In June 1969, Young recorded with pianist Otis Spann, and guitarist/bass guitarist Sammy Lawhorn, harmonica player Paul Oscher and drummer S.P. Leary, who all were then members of Muddy Waters Band for an album that was issued in England on the Blue Horizon label as
Fat Mandolin. Mike Vernon, founder of Blue Horizon, estimated the initial release only sold in the hundreds, which says more about marketing and popular tastes than the quality of the music. Sony/Blue Horizon issued a few years back Johnny Young’s The Complete Blue Horizon Sessions with some alternate takes, false starts and unissued songs. As Vernon observes in his liner notes, this is the first digital reissue of this material.

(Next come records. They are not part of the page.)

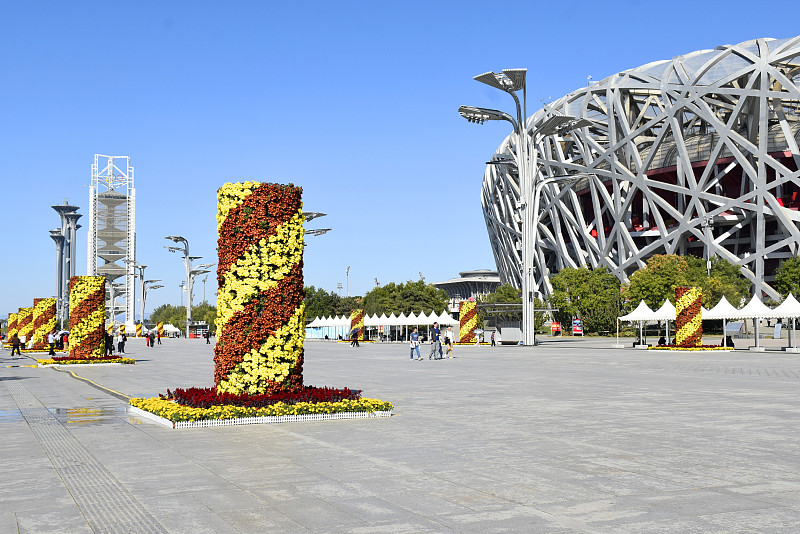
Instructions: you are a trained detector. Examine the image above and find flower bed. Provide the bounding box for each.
[676,287,702,347]
[459,301,477,343]
[649,345,733,351]
[214,181,305,395]
[68,276,106,359]
[37,356,135,365]
[129,396,393,424]
[163,385,360,408]
[130,181,392,429]
[31,298,57,350]
[7,312,18,341]
[17,307,33,345]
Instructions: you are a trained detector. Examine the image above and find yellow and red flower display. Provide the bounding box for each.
[214,181,305,395]
[7,312,18,340]
[31,298,57,350]
[17,307,33,344]
[676,286,702,347]
[350,309,364,340]
[459,301,477,343]
[68,276,106,359]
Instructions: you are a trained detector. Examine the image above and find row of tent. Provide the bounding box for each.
[306,311,460,328]
[618,294,800,348]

The album provides a healthy dose of Young’s mandolin starting with the opening
Moaning and Groaning. where the clipped mandolin sound is complemented by Spann’s typically strong piano accompaniment as well as solos to take it out. Taken a lively, but unhurried tempo, Young’s robust vocal here is straightforward and heartfelt. There is nothing innovative here; simple strong Chicago blues sung and played with authority few today can deliver. One can hear the influence of the pioneering Leroy Carr in such Young originals as Heard My Doorbell Ring, as well as the remake of Carr’s Prison Bound, a staple of the Chicago blues scene of the time. On My Trainfare Out of Town, where Young plays guitar, Oscher evokes Walter Horton with his harmonica, while Spann pounds out another solo. 


Lula Mae is a marvelous duet of Young on mandolin backed by Lawhorn on bass guitar, while John Lee Williamson’s Shotgun Blues is titled here as Jackson Bound, and we are provided the incomplete first take as the master take as he sings the terrific line Lake Michigan Ain’t No River, Chicago Ain’t No Hilly Town. Walking Slow opens with some classic slow blues piano from Spann before Young starts his vocal and Vernon suggests Lawhorn is the guitarist here. Mandolin returns for the two, somewhat different takes of Deal the Cards, with a philosophical delivery of the lyric about always being dealt the losing hand. Lend Me You Love has some incomplete takes before a memorable rendition of a Memphis Slim inspired song that fans of the late Junior Wells should recognize. Other highlights include the wonderful rendition of Prison Bound, with just Young on mandolin and Lawhorn on bass guitar and Victoria Spivey’s Mean Old Black Snake. Also included are previously unissued recordings including a lively version of the old Memphis Jug Band’s Stealin’ that he had recorded at least twice before.

It is an important and valuable reissue that should be available from better retailers. I purchased this.